が、そう言った桐生院でさえ半信半疑であったのだ。 花鳥風月を使い辿り着いたその場所には、降りて行く階段など存在しなかったのだから。 あるのは壁のみで、物が乱雑に置かれているここは物置のようにも見えてくる。 ある階段と言えば、たった今自分たちが降りてきた階段のみだ。
「……どの壁も妙なところはないですね。 隠し扉というのもなさそうです」
壁や床に手を触れながら雀が言う。 そうなると本格的に手詰まりであるのだが……桐生院を信じれば、ここが施設の入り口ということで間違いはないはず。

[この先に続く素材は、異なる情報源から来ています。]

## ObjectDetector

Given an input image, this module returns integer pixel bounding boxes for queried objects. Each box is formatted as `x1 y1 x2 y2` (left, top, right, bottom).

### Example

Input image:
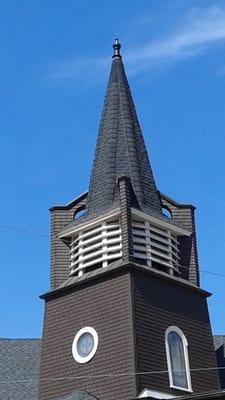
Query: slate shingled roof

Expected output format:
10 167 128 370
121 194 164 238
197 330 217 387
86 41 161 219
0 339 41 400
213 335 225 389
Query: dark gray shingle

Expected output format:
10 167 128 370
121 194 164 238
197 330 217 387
86 51 161 219
0 339 41 400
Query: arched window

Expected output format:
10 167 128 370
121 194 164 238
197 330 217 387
165 326 192 391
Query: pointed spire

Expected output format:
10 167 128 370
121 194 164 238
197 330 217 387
86 39 161 215
112 39 121 58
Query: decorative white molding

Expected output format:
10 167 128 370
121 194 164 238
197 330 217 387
131 208 191 236
72 326 98 364
137 389 177 400
132 216 180 275
70 214 122 276
165 326 193 392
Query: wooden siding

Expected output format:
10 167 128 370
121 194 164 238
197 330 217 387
39 272 136 400
132 271 219 395
160 193 200 286
50 196 86 289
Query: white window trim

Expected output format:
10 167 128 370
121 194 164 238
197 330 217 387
72 326 98 364
165 326 193 392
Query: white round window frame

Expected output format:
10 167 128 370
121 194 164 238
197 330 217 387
72 326 98 364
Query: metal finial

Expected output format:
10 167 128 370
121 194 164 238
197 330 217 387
112 39 121 58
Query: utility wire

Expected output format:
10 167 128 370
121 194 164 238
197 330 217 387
0 224 49 237
0 367 225 384
0 224 225 278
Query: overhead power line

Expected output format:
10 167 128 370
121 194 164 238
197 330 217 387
0 367 225 384
0 224 225 278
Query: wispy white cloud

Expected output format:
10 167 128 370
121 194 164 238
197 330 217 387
52 6 225 83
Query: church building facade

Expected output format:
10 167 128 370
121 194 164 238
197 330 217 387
39 40 225 400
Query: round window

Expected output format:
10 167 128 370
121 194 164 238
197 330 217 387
72 326 98 364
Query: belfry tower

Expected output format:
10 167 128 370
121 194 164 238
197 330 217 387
39 40 219 400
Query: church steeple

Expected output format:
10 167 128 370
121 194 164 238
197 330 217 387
39 40 219 400
86 39 161 215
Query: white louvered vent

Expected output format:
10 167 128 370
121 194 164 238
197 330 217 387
132 219 180 274
70 217 122 276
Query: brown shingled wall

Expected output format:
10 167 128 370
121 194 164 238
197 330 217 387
161 193 199 286
50 197 86 289
39 273 136 400
133 271 219 395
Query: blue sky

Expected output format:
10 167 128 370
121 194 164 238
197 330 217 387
0 0 225 337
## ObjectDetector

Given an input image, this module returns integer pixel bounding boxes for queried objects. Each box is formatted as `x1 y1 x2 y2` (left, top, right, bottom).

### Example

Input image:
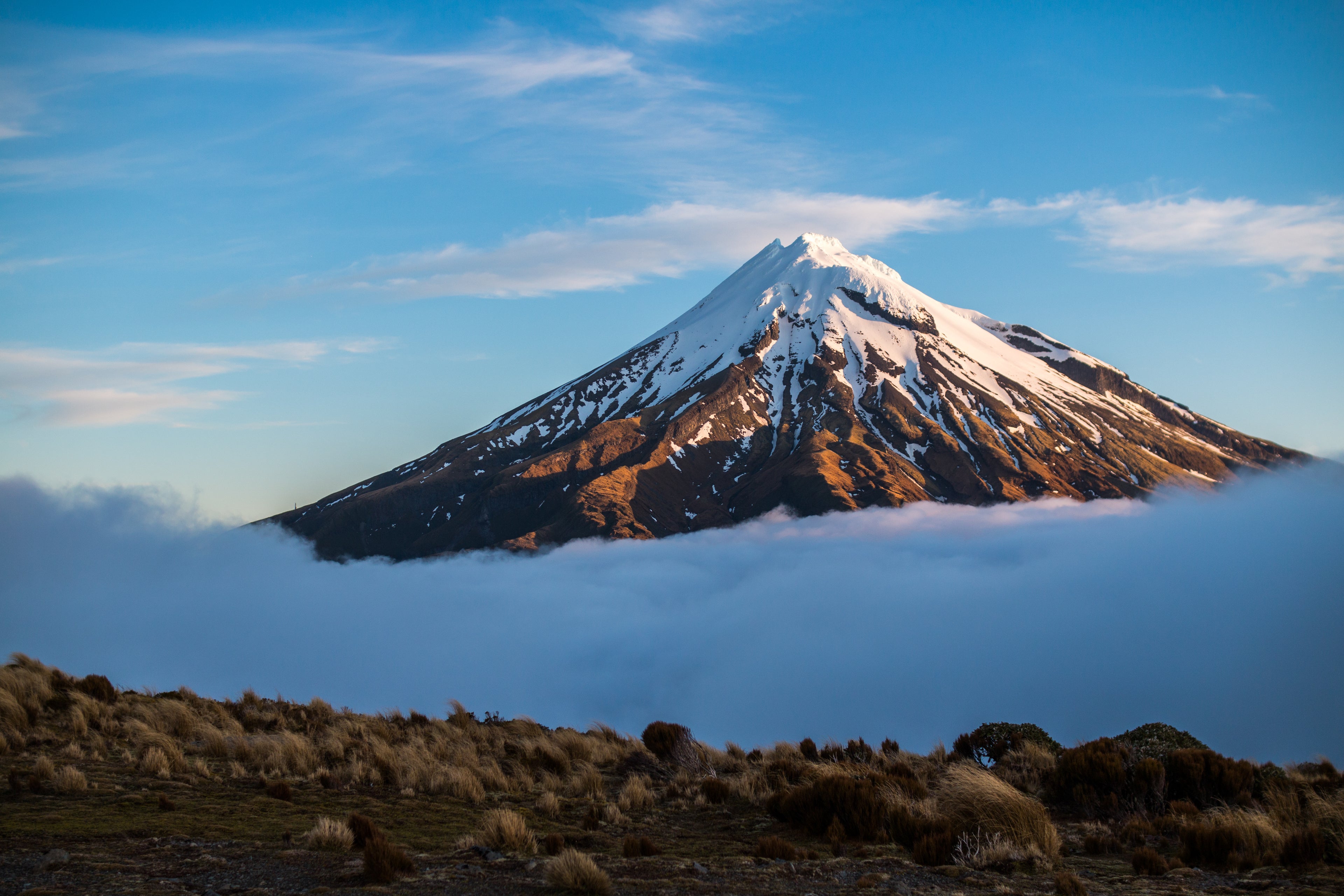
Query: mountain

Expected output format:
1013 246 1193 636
270 234 1306 559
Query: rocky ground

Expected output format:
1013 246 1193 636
0 779 1344 896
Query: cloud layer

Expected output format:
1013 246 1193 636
0 465 1344 760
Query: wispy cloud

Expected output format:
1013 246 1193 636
603 0 805 42
1043 194 1344 284
1158 85 1269 105
288 192 966 300
265 191 1344 300
0 338 387 427
0 26 779 189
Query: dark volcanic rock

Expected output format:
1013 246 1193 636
259 234 1306 559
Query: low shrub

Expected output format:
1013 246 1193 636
1115 721 1208 762
1055 870 1087 896
345 811 383 849
1167 748 1255 809
700 778 733 803
364 834 415 884
640 721 691 762
302 816 355 853
952 721 1062 766
766 775 884 840
1180 809 1282 870
476 809 536 856
546 849 611 896
844 737 876 766
1129 846 1167 877
621 834 663 859
755 835 798 861
1047 737 1130 814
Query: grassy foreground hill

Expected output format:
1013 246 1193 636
0 654 1344 896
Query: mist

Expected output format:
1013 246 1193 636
0 463 1344 762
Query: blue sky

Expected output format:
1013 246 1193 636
0 0 1344 518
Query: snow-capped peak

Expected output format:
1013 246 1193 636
278 232 1297 558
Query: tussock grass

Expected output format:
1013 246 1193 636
51 766 89 794
535 790 560 821
546 849 611 896
476 809 536 856
1180 809 1283 870
936 763 1060 859
617 775 654 811
302 816 355 852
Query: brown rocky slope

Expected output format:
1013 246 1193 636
269 234 1306 559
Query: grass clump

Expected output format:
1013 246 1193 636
51 766 89 794
535 790 560 819
937 763 1060 859
1180 809 1283 870
621 834 663 859
476 809 536 856
546 849 611 896
302 816 355 852
364 833 415 884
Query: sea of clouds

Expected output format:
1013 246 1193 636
0 463 1344 762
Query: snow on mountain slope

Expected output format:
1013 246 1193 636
273 234 1304 559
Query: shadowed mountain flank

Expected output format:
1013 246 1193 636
269 234 1306 559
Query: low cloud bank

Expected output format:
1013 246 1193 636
0 463 1344 760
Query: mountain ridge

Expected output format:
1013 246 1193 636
269 234 1306 559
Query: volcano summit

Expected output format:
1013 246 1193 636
270 234 1306 559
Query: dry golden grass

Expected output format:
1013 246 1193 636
536 790 560 819
51 766 89 794
546 849 611 896
934 762 1060 860
565 766 606 799
302 816 355 852
617 775 653 811
475 809 536 856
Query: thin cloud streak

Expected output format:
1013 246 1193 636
0 338 388 427
0 26 785 189
0 463 1344 762
273 191 1344 301
602 0 805 43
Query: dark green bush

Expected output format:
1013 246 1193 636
952 721 1063 766
640 721 691 759
1115 721 1208 760
1167 750 1255 809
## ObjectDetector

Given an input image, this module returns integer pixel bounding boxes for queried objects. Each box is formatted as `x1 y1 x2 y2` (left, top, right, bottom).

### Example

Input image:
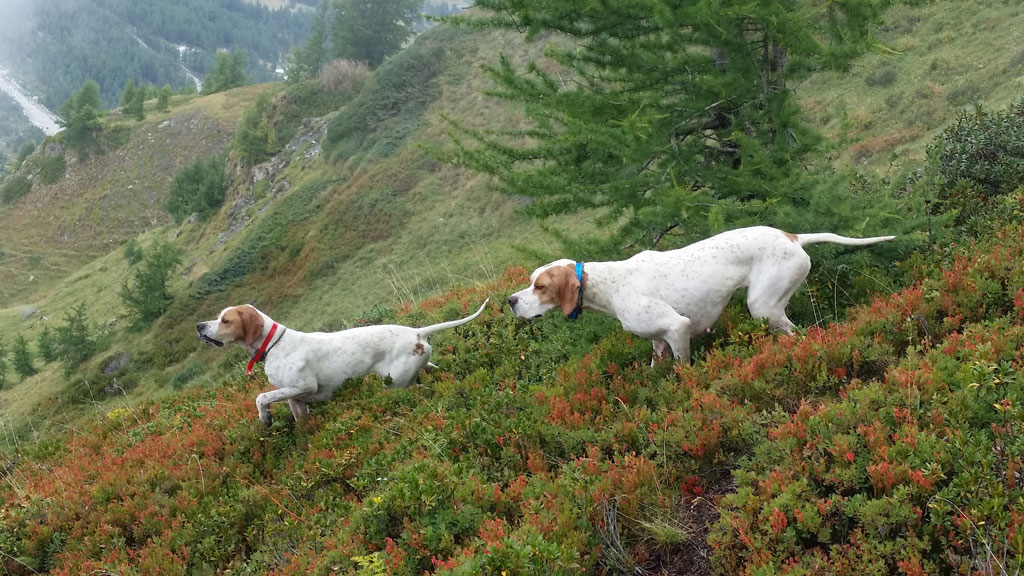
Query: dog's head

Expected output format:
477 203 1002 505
196 304 263 346
509 258 580 318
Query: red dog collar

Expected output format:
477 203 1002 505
246 322 288 376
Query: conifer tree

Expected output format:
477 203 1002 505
11 334 36 378
157 84 174 112
121 79 138 108
53 304 96 375
449 0 889 247
331 0 423 68
287 0 331 82
119 241 181 324
36 325 57 362
0 340 7 388
232 91 278 165
203 50 249 94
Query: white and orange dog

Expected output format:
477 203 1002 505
508 227 894 362
196 300 487 425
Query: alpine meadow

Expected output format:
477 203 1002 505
0 0 1024 576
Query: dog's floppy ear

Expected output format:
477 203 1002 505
552 264 580 316
239 305 263 346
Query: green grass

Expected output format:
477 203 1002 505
0 0 1024 432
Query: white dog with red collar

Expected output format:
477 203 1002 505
508 227 895 362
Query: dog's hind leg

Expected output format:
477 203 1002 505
288 398 309 422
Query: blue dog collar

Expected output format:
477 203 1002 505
566 262 583 320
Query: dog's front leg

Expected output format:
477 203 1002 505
616 298 690 364
256 387 309 426
288 398 309 422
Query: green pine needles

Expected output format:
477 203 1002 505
449 0 889 246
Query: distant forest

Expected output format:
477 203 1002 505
0 92 43 170
0 0 315 110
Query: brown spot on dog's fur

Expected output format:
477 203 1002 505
534 264 580 316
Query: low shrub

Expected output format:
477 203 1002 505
166 155 227 224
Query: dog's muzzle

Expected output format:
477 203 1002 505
196 324 224 347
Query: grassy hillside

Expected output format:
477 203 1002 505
0 219 1024 575
0 86 261 306
797 0 1024 170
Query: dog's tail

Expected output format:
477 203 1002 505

「狐に包まれてる気分っすね。 やっぱりミスったんじゃないっすか? 桐生院さん」
「ノー! それはノーだよアオくん。 私の文字にミスなど薄汚れたものは存在しないッ!! なんと言ってもこの美しい私が扱う美しい文字……失敗などあり得ないのだよ。 全てが完璧、全てが美しい、それが私の花鳥風月、さ」
「それ美しいじゃなくて鬱陶しいの間違いじゃないっすかねー」
「それは否定しねえけど、桐生院が文字を使ってミスるとは思えねえな。 桐生院の言う通り、失敗なんて言葉は存在しない」
「え、獅子女くん? ごめん、今なんて?」
「隠し扉も壁の奥にも、床下にも何もなし……か。 雀、考えられる可能性は?」
慌てて言う桐生院の言葉を無視し、獅子女は疑問を雀へと投げかける。 雀はそれを聞き、顎に手を当てて思考した。 今現在、ここに施設の入り口があるとして考えられる可能性だ。
「偽装されている、というのがもっとも筋の通る答えかと。 何らかの方法で偽装、工作がされており、通常では発見することは不可能な入り口が存在する」
雀の言葉を受けた獅子女は壁を見つめながら頭の中で反復する。 そして数秒後、口を開いた。
「それだ。 常識外の常識外、相手はただの政府が擁する施設じゃない。 感染者を擁する施設だってことだ。 アオ、お前の予想はやっぱり正しいな、お前が作ったんじゃないかって疑いたくなるくらいに」
「……いやいや僕じゃないっすよ!? マジマジ、褒められるのは嬉しいっすけど疑われるのは嫌っすよ?」
「冗談だよ。 んでまぁ構造上、作るのは不可能じゃない。 後はそれをどう隠すかってことだな。 アオ、見取り図は?」
「うぃうぃ、どーぞ」
アオは言い、懐からケセラス医院の見取り図を取り出す。 詳細な見取り図は存在する全ての部屋が記されており、容易には入手できないものだろう。
「現在地がここ。 で、階段を後ろにして左側は倉庫か。 右は用具入れ、正面は駐車場の裏手」
「全部どこかに通じていますね」
「ああ、だが一つ違うところがある。 ここだな、絶好の隠し場所だ」
獅子女は言うと、振り返って階段を見た。 そう、隠された入り口は壁や床ではない。 先ほど獅子女たちが降りてきたそこにこそ、存在する。
「普通に行っても無理か。 なら――――――――余計なものは殺すとしよう」
そう言い、階段へ手を触れる。 その瞬間、階段を覆っていた何かが壊れた。 まるで結界のように張られたそれはいともたやすく破られ、その姿を露わにする。 獅子女の文字、生殺与奪はそれが現象である限り、どんなものでも生かし、殺す力だ。 彼の文字にかかれば感染者が操る文字でさえ、殺してしまう。
「これは驚きだ、ここまで堂々とあるとはね」
桐生院の言葉通り、階段部に現れたのは人が一人通れる程度の扉だ。 当たり前のようにそこにあり、そして当たり前のように一般人は気付くことのできない入り口。 まさか人を助ける建物のすぐ下で、人体実験が行われているとは誰も考えすらしないだろう。
「間違いなさそうですね。 感染者の文字を利用しての隠蔽……恐らく文字刈りですか」
「コレ自体は古いだろうから、その文字刈りは居ないだろうけどね。 だけど、実験は恐らくまだ行われている。 人の匂いがする」
「あっはっは、犬っすね犬。 獅子女さんってマジで鼻いいっすよね」
「お前馬鹿にしてる?」
「へ? いやいやまさか、僕が獅子女さんを馬鹿にするって、獅子女さんが首輪付けて僕と一緒に散歩するくらいあり得ないっすよ」
やっぱり馬鹿にしているだろと思いつつも、獅子女は諦めて階段に現れた扉へと触れる。 ひんやりと冷たい扉は、別世界への入り口のようにも思えた。
ある意味それも間違ってはいないだろう。 この中で囚われている奴、感染者、四条琴葉は……五年もの間、世界と隔絶されているのだから。